Add ability to complete words
piotrmurach opened this issue · 10 comments
@jemc My initial stub at high level api would be something along these lines:
LIST = ['delete', 'update', 'search']
reader = TTY::Reader.new
reader.completion_append_character = " "
reader.completion_proc = -> (word) { LIST.grep(/^#{Regexp.escape(word)/) }
reader.on(:tab) { reader.complete } # searches for matches
reader.on(:completion) { |matches| prompt.diplsay_matches(matches) }
# => displays selection if more than one match found
More detailed api would include:
reader.completion_append_character # Character appended to completed words
reader.completion_items # maximum number of matched items, by default 100
reader.match_hidden_files # by default matching current directory files, by default true
reader.complete_with_tilde_expansion # expand tilde, by default false
reader.word_break_characters # The basic list of characters that signal a break between words
reader.completion_duplicates # disallow duplicates in matches, by default true
@piotrmurach - I spent some time playing with this last night, and began to think that it's hard to design an API that makes sense to add to the TTY::Reader
, but is also powerful/flexible enough to do the kind of python-prompt-toolkit
-like "fancy prompt" I'm going for:
So, for now what I'm doing is creating my own high-level library for "fancy prompting" that uses the low-level APIs of TTY::Cursor
, TTY::Reader.read_keypress
, and TTY::Screen
. So far I've created some abstractions that I think are pretty nice and general, while still being powerful enough for "fancy" purposes, but I'm not sure they would really fit with any of your existing libraries (save maybe for tty-prompt
). You've created a lot of nice, clean low-level tools, and I don't particularly want to muddy them up unnecessarily, when I can just build on top of them instead.
I'll definitely keep you in the loop about what I'm doing, and when I've got everything tidied up to something I'm relatively happy with, we can maybe brainstorm together and see if there's any abstractions you want to import into one or more of your libraries.
I haven't checked the code into GitHub yet, but just for fun, here's a little teaser of what I came up with so far:
This looks great! I excited about the behaviour as well.
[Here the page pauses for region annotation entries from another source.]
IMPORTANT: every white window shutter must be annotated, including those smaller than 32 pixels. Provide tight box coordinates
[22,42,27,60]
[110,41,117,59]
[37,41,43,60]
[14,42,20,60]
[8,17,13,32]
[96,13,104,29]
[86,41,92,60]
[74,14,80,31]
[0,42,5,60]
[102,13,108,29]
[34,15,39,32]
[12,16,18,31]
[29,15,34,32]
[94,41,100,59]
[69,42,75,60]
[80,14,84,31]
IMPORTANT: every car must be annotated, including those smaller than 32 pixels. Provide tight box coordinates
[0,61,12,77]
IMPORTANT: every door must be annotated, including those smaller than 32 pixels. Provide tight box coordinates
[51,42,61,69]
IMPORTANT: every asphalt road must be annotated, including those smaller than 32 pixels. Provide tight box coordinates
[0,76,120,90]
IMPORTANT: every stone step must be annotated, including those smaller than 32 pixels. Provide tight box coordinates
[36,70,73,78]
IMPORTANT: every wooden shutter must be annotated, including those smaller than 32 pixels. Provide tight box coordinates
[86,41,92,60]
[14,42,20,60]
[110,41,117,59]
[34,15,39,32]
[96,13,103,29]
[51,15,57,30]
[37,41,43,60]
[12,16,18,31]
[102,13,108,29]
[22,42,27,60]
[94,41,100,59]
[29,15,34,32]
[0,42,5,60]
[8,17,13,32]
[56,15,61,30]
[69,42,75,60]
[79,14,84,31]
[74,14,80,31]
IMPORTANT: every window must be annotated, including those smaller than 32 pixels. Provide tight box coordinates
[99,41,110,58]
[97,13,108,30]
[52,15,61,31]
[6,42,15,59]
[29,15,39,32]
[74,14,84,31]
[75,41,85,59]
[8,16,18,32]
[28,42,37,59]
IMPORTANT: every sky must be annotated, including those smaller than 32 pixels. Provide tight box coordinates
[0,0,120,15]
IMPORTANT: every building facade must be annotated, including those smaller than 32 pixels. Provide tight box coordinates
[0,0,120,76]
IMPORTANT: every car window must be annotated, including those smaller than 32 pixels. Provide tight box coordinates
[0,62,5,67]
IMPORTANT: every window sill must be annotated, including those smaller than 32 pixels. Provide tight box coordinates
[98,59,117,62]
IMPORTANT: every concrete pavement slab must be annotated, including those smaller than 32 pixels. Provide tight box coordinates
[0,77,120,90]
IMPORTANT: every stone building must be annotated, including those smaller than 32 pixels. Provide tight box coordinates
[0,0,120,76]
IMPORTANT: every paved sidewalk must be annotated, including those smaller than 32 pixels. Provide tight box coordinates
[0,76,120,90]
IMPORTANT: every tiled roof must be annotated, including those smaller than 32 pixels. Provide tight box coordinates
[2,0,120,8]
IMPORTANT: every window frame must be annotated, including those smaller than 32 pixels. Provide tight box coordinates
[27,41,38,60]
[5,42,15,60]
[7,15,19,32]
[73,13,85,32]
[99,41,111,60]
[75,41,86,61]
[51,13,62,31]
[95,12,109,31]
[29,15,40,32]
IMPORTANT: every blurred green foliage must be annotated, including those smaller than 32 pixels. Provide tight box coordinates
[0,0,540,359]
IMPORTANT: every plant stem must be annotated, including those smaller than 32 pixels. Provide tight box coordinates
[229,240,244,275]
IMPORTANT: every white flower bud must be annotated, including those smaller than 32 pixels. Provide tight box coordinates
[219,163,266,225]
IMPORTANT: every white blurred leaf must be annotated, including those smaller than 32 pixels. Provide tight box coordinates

As far as complexity goes I think it's still can be split between tty-reader
and tty-prompt
. The tty-reader
would be responsible for all the logic for finding a match and nothing else. This logic as I've shown you can be quite complex. However, once implemented will make tty-reader
a truly versatile component that can be part of REPL or terminal editor or something else. Sky is the limit.
When it comes to tty-prompt
, it would call reader.read_keypress
and listen for :tab
events which would in turn invoke matches = reader.complete
and render matches in a table similar to yours. I was even thinking about using tty-table for this part of display.
Anyhow, I'm looking forward to your implementation.
Whatever happened to this? [removed the remaining content as not related to the issue or helpful]
Is there a chance this issue will eventually be solved?
Anything one can do to assist?
@zzyzwicz As I recall I had a somewhat ready implementation for basic completions implemented. Will need to review it and remind myself where I left it off. I also wish this to be implemented as this is an important feature. I will try to look at this tomorrow as I already have plenty to do today. I know it's been a long wait but we will get there!
Happy to see this progressing.
I had a look at Add ability to complete words and would like to suggest to further distinguish between word completion and word proposal.
Assuming the definition of word completion is to (also partially) complete a word up to that letter to which completion is unambigious, and word proposal is to provide with all possible completions,
then this approach rather does word proposal.
In my opinion and also with most command lines i know and work with, the first trigger to complete a word does word completion and only subsequent triggers on a not fully completed word do word proposal.
Would be great if tty-reader could also follow this approach?
@zzyzwicz Thanks for the feedback! 💯 agreed.
I see you've implemented completion but version 0.10 is still sitting unreleased? Is there something wrong with it?